When Erin goes missing a heart-stopping rollercoaster ride of perils and pitfalls begins. This book kept me up TOO LATE for a couple of nights.

Marina Auer delivers twist after twist in this fast-paced, nail-biting story which is well and truly deserving of the title, 'thriller'.

There are some nice insider observations of life in modern South Africa and the characters are all well-rounded and believable, such as Todd, the likabley unlikeable anaesthetist who seems to like his Land Rover more than people. Auer also draws heavily on her own medical knowledge, interspersing interesting biological facts that help to differentiate Double Edged from the rest of the crime fiction pack. 

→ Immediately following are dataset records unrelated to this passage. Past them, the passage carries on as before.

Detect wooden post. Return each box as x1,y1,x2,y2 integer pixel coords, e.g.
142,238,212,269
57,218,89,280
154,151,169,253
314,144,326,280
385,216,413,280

I can't wait to read Auer's other two books.

Five from five!

Published Kwela, South Africa
Reviewed by Tony Park

Thursday, October 2, 2025

Mad Mabel by Sally Hepworth

 


Elsie Fitzpatrick is 81 years old; she lives on Kenny Lane; “…a peculiar little cobbled street on the periphery of central Melbourne”. She wasn’t always Elsie Fitzpatrick: in 1959 at the age of 15 she was Mabel Waller, the youngest Australian ever to be convicted of murder. She became known world wide as “Mad Mabel”. Elsie tends her beautiful rose garden and keeps her distance from her neighbours, although “enfant terrible” Persephone, aged 7, who lives next door with her mother, Roxanne, is determined to be Elsie’s friend. Elsie already has a friend, Daphne, who is the only one she wants or needs.

Elsie’s peaceful existence is shattered when something happens which draws attention to her true identity and the stories, real and imagined, about her past begin to surface. Reporters begin hounding her wanting what they hope will be all the gory details, until she reaches the point where she feels she has no choice but to trust two podcasters with the story of her life.

This is a brilliant book, written as only Sally Hepworth can write. Elsie speaks with raw honesty which makes this page turner impossible to put down. I’ve never read a Sally Hepworth book I didn’t like and this is one of her very best.